Apr 01 2022
Performance | Belly of the Wail: A Score with Tariq Al-Sabir, Freddie June, Sable Elyse Smith and more
Fri | 6:30PM & 7:30PM
Please join us for a series of immersive performances of Belly of the Wail: A Score, a musical composition conceived by Sable Elyse Smith, composer Tariq Al-Sabir, and vocalist and artist Freddie June on the occasion of Beneath Tongues, currently on view at SI. Within the exhibition, the triadic composition functions as another text, a B-side to the exhibition’s forthcoming catalogue, that draws from principles of improvisation and looping to create capaciousness. Its three segments (“The Storm,” “The Belly” and “The Reemergence”) consist of a freedom song written by Freddie June that is continuously stretched and reshaped. The score looks to the essence of wailing, shouting, screaming, inhaling and exhaling, “those things we do with the breath,” writes Smith, that make the unspeakable corporeal, that make life rather than noise. June and Al-Sabir will be accompanied by an ensemble of vocalists and musicians.

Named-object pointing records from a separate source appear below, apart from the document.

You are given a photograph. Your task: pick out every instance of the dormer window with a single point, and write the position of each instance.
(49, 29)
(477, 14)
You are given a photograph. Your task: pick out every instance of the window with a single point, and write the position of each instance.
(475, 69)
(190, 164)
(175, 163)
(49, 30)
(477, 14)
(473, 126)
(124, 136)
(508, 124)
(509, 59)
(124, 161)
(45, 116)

To RSVP, please email rsvp@swissinstitute.net. Please specify which performance you plan to attend in your message.
Tariq Al-Sabir is a composer, vocalist, music director and producer based in New York with a command over many styles including classical, gospel, jazz, pop and musical theater. He has premiered works at the Shed, Lincoln Center, National Sawdust, Joe’s Pub at the Public Theater. He has been featured as a soloist with the Baltimore Symphony Orchestra, National Symphony Orchestra, Lincoln Center’s Mostly Mozart Festival, Resonant Bodies Festival, Hilary Hahn’s Tsunami Relief Concert, D.C. Jazz Festival, Anacostia Jazz Festival, and the Kennedy Center’s Conservatory Project. Al-Sabir served as music director for the Off-Broadway run of Black Light at the Public Theater and Greenwich House Theater. In 2019, Al-Sabir made his LA Philharmonic debut in the cast of Meredith Monk’s, ATLAS under the direction of Yuval Sharon. He is currently collaborating with Monk on her new evening-length performance, Indra’s Net.

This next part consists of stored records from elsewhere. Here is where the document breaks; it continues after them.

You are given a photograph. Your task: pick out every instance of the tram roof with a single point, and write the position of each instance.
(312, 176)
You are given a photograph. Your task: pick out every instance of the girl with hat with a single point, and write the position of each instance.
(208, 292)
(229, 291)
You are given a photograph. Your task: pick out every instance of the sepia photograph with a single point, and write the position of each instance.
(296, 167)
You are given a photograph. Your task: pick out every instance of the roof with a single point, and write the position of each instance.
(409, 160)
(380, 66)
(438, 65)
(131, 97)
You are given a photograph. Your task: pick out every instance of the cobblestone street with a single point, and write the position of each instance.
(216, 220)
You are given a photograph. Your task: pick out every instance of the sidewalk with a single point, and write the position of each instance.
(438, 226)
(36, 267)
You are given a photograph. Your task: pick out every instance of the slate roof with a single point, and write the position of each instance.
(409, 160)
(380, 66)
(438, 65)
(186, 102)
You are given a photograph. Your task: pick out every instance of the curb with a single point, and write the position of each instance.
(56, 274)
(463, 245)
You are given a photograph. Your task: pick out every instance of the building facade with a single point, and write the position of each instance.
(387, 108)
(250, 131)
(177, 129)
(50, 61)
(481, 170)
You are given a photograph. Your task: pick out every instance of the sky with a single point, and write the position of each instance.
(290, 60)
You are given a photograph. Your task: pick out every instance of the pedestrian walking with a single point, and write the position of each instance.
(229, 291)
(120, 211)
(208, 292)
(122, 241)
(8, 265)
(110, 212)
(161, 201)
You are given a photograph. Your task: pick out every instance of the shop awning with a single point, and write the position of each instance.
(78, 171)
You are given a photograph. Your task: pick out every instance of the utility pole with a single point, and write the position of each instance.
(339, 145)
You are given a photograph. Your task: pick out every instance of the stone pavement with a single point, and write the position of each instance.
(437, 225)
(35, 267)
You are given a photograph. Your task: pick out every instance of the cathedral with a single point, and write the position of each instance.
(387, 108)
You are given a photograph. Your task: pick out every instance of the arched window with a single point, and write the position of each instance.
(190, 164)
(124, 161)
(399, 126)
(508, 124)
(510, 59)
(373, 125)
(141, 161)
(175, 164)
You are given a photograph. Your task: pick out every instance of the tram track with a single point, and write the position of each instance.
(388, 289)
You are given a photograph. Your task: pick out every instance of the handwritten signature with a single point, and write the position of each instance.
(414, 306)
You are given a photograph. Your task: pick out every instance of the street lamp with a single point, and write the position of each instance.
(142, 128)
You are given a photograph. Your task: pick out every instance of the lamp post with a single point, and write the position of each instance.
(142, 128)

Freddie June, also known as Shala Miller, was born and raised in Cleveland, Ohio by two southerners named Al and Ruby. At around the age of 10 or 11, Miller discovered quietude, the kind you’re sort of pushed into, and then was fooled into thinking that this is where she should stay put. Since then, Miller has been trying to find her way out, and find her way into an understanding of herself and her history, using photography, video, writing and singing as an aid in this process.

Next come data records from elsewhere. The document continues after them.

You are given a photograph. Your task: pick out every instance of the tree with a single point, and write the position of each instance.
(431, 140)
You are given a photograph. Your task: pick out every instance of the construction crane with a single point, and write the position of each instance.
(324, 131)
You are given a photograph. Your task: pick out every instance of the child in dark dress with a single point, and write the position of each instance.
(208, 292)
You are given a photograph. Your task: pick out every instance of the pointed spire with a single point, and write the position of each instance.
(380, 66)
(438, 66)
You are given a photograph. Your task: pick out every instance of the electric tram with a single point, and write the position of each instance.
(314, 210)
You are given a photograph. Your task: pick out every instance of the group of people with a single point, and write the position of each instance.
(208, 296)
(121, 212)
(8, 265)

Sable Elyse Smith (b. 1986, Los Angeles, California) points to the carceral, the personal, the political and the quotidian to speak about a violence that is largely unseen, and potentially imperceptible. Sable Elyse Smith was included in Marking Time: Art in the Age of Mass Incarceration at MoMA PS1, New York, NY; Grief and Grievance: Art and Mourning in America at the New Museum, New York, NY; and Climate Changing at the Wexner Center of the Arts in Columbus, OH. Most recently, her work was on view at the MIT List Visual Arts Center in Cambridge, MA as part of Colored People Time, which traveled from the ICA Philadelphia. Her work was included in Great Force at the ICA at Virginia Commonwealth University, and solo shows include the Queens Museum in New York, NY and the Haggerty Museum in Milwaukee, WI. Smith was a 2018/2019 artist-in-residence at the Studio Museum in Harlem which culminated in an exhibition at MoMA PS1. Her work has been included in numerous group exhibitions including the High Line, New York, NY, for which she also curated an event at The Kitchen, New York, NY; the Contemporary Art Museum, Houston, TX; SITE Santa Fe, NM; Brooklyn Academy of Music, New York, NY; the New Museum, New York, NY; the Studio Museum in Harlem, NY; Socrates Sculpture Park, New York, NY; and El Museo Del Barrio, New York, NY.